The budget kicks low-income pregnant women off of Medicaid and instead provides a subsidy for private insurance. That means poor women could be forced to come up with several thousand dollars to access quality prenatal care. Most of them simply won’t be able to afford it.
The budget eliminates the state’s contract with prisoner legal services and instead provides computer terminals for inmates to use, which is likely to create chaos and cost the state more money fending off frivolous claims.
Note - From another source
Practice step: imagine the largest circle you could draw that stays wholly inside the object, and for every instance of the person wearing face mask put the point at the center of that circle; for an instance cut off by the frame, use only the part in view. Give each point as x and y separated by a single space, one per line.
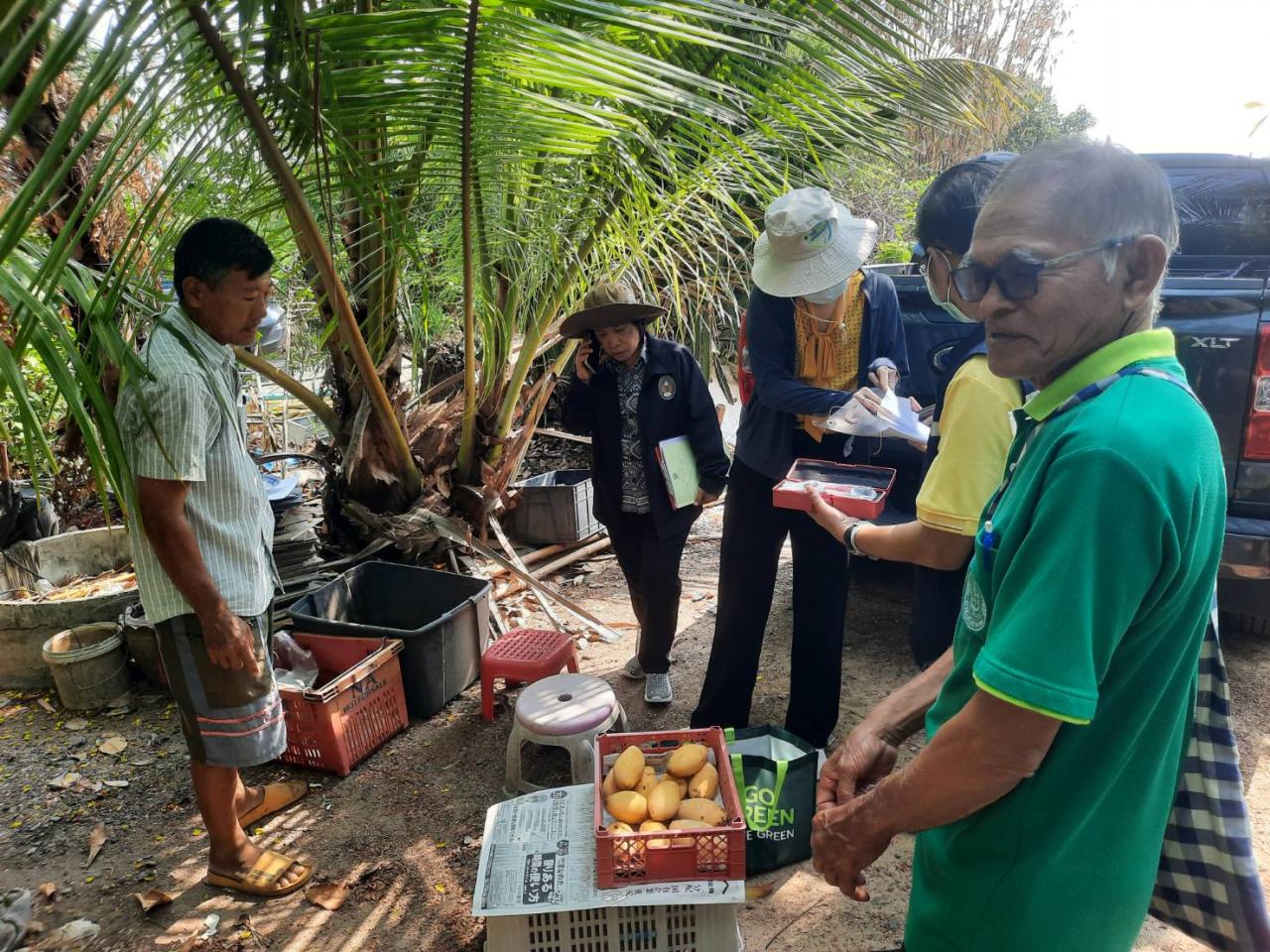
970 429
820 330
That seems like a subject a committee should have discussed with the lawyers who currently run the program.
It’s a long list and it also includes things that were mentioned in the debate, but not fully explained or understood.
The Senate budget says for example that it cuts the number of slots for NC PreK by 7,500 over the next two years, but the actual number is more than twice that because the budget does not renew funding for 5,000 slots added by former Governor Beverly Perdue last year.
Denying vital preschool services for more than 17,000 at-risk four year olds deserves a committee hearing. So does the budget’s decision to slash funding for Smart Start by 40 percent or abolish the state’s successful public financing system for appellate court judges.
This is not just a budget that appropriates money and sets aside funding for a regressive tax shift. It is a 413 page policy document full of bad ideas that no one has even discussed, much less allowed the public to weigh in on. Democracy is not supposed to work this way.